Altre aree di lavoro attuali riguardano la distruzione degli stock, la bonifica delle aree minate (e relative richieste di proroga ai termini finali per il raggiungimento di tali obiettivi), le misure di trasparenza e, soprattutto, l’assistenza alle vittime.
Distruzione degli stock: la Convenzione impegna gli Stati parte alla distruzione di tutte le mine antipersona in loro possesso o sotto il loro controllo, “al più presto” ma in ogni caso non oltre i quattro anni dall’entrata in vigore del Trattato per lo Stato interessato. L’unica eccezione alle disposizioni sulla distruzione riguarda mine che possono essere tenute ai fini di addestramento relativo a tecniche di rilevamento, bonifica o eliminazione e in numeri comunque minimi necessari a tali fini. A oggi, 157 Stati membri hanno eliminato l’interezza dei loro depositi, che cumulativamente contano oltre 47 milioni di ordigni.
Bonifica di aree minate: il Trattato impone ai suoi Membri l’identificazione delle aree contaminate, la loro segnalazione e delimitazione che garantisca la protezione dei civili finché il processo di bonifica non sia terminato. La bonifica totale deve intervenire entro 10 anni dall’entrata in vigore della Convenzione per lo Stato interessato, salvo richiesta di proroga che, comunque, non può superare un ulteriore periodo di 10 anni.
Assistenza alle vittime: le disposizioni sull’assistenza alle vittime sono di centrale importanza nella Convenzione di Ottawa e, al tempo della sua negoziazione, rappresentarono una novità nel panorama degli strumenti di disarmo e controllo degli armamenti. Esse si riassumono nell’obbligo degli Stati parte “in grado di farlo”, di fornire assistenza per la cura e riabilitazione, reintegrazione economica e sociale, delle vittime delle mine. Tale assistenza può essere fornita nel quadro di misure nazionali o attraverso canali bilaterali e multilaterali, anche se per un numero abbastanza elevato di paesi le risorse disponibili sono ben al di sotto del necessario per la cura di centinaia o, addirittura migliaia di sopravvissuti.
Trasparenza: al fine di assicurare uno scambio di informazioni costante e produttivo, la Convenzione prevede la presentazione di rapporti annuali sull’attuazione di numerose delle sue disposizioni, tra cui quelle relative alle misure nazionali (es. legislative o amministrative), agli stock esistenti, all’identificazione di aree contaminate e alla loro bonifica.
L’attuazione della Convenzione è monitorata attraverso riunioni annuali degli Stati Parte e da riunioni intersessionali di Comitati permanenti.

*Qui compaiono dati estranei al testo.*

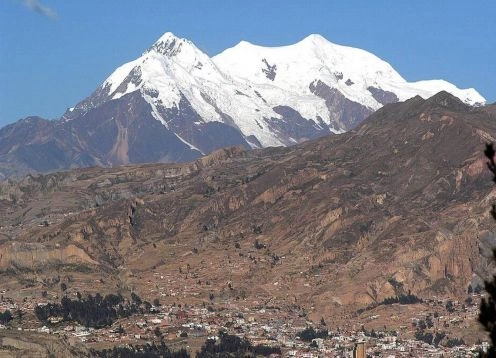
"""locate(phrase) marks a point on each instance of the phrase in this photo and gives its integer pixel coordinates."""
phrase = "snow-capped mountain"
(272, 96)
(175, 103)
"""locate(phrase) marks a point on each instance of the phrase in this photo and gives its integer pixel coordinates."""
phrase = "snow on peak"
(169, 45)
(244, 85)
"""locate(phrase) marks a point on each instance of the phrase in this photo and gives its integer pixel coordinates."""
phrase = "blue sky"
(53, 53)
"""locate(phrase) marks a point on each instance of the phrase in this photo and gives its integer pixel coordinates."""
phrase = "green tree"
(487, 314)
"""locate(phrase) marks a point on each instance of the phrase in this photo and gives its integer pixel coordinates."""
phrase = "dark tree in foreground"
(487, 315)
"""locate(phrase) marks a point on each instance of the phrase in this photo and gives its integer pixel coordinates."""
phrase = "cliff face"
(400, 204)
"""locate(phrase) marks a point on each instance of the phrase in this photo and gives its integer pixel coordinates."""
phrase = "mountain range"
(174, 103)
(399, 204)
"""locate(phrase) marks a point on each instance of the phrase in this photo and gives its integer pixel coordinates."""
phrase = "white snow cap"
(242, 85)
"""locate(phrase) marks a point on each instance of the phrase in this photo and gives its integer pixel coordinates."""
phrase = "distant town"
(110, 321)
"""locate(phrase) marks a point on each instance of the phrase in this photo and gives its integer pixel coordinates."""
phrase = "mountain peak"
(168, 44)
(315, 39)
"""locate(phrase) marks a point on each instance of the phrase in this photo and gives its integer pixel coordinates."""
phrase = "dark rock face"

Ogni cinque anni si svolge una Conferenza di riesame. Per il supporto continuo all’attuazione, incluso quello amministrativo, è stata istituita una Implementation Support Unit (ISU) che si avvale anche del sostegno del Geneva International Centre for Humanitarian Demining (GICHD).

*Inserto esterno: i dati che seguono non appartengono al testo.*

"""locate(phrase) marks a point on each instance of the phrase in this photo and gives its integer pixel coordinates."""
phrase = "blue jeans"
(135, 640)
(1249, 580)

Dal 20 al 24 novembre 2023 si è tenuta la ventunesima Riunione degli Stati Parte (MSP) della Convenzione sotto Presidenza dell’Ambasciatore tedesco Thomas Goebel (l’Italia era una delle otto Vice Presidenze). Tra i temi oggetto di approfondimento sono stati esaminati in particolare gli aspetti tecnici e le principali sfide relative ai processi di bonifica e sminamento che interessano ancora ben 33 Stati Parte, ovvero: la mancanza di mappatura delle zone contaminate; la complessa orografia di alcuni territori; il perdurare dei conflitti e i conseguenti rischi di sicurezza per gli operatori; le condizioni climatiche avverse. A questi fattori si sommano la scarsità delle risorse umane e finanziarie che, specialmente nel corso dell’ultimo anno e mezzo, sono state quasi totalmente assorbite dal conflitto in Ucraina, che ad oggi conta ben 160.000 Km2 di territorio contaminato.

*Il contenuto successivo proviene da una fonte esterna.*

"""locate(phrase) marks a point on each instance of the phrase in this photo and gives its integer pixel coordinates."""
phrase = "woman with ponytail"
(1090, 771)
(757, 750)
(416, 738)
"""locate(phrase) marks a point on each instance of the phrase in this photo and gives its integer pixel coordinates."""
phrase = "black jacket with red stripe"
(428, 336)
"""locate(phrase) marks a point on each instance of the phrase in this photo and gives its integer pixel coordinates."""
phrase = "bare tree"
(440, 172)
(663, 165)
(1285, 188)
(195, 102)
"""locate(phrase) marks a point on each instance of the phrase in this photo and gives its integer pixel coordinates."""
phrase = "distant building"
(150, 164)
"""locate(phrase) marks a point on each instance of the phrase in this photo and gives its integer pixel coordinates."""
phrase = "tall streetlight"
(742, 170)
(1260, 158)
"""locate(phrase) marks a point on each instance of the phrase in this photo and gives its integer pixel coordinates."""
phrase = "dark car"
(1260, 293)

La riunione, come di consueto, ha costituito un’opportunità di confronto sull’attuazione delle disposizioni della Convenzione riguardanti cooperazione, assistenza alle vittime, bonifiche dei terreni e distruzione degli stock di mine anti-persona, importante anche in vista della Quinta Conferenza di Riesame che si terrà a Siem Reap (Cambogia) dal 25 al 29 novembre 2024. Dopo la Norvegia, che ha ospitato nel 2019 la precedente conferenza di riesame, è adesso il turno di un Paese fortemente colpito dalle mine anti-persona.
Si segnala infine che Giappone e Zambia sono stati eletti per la Presidenza della Riunione degli Stati Parte rispettivamente per il 2025 e 2026.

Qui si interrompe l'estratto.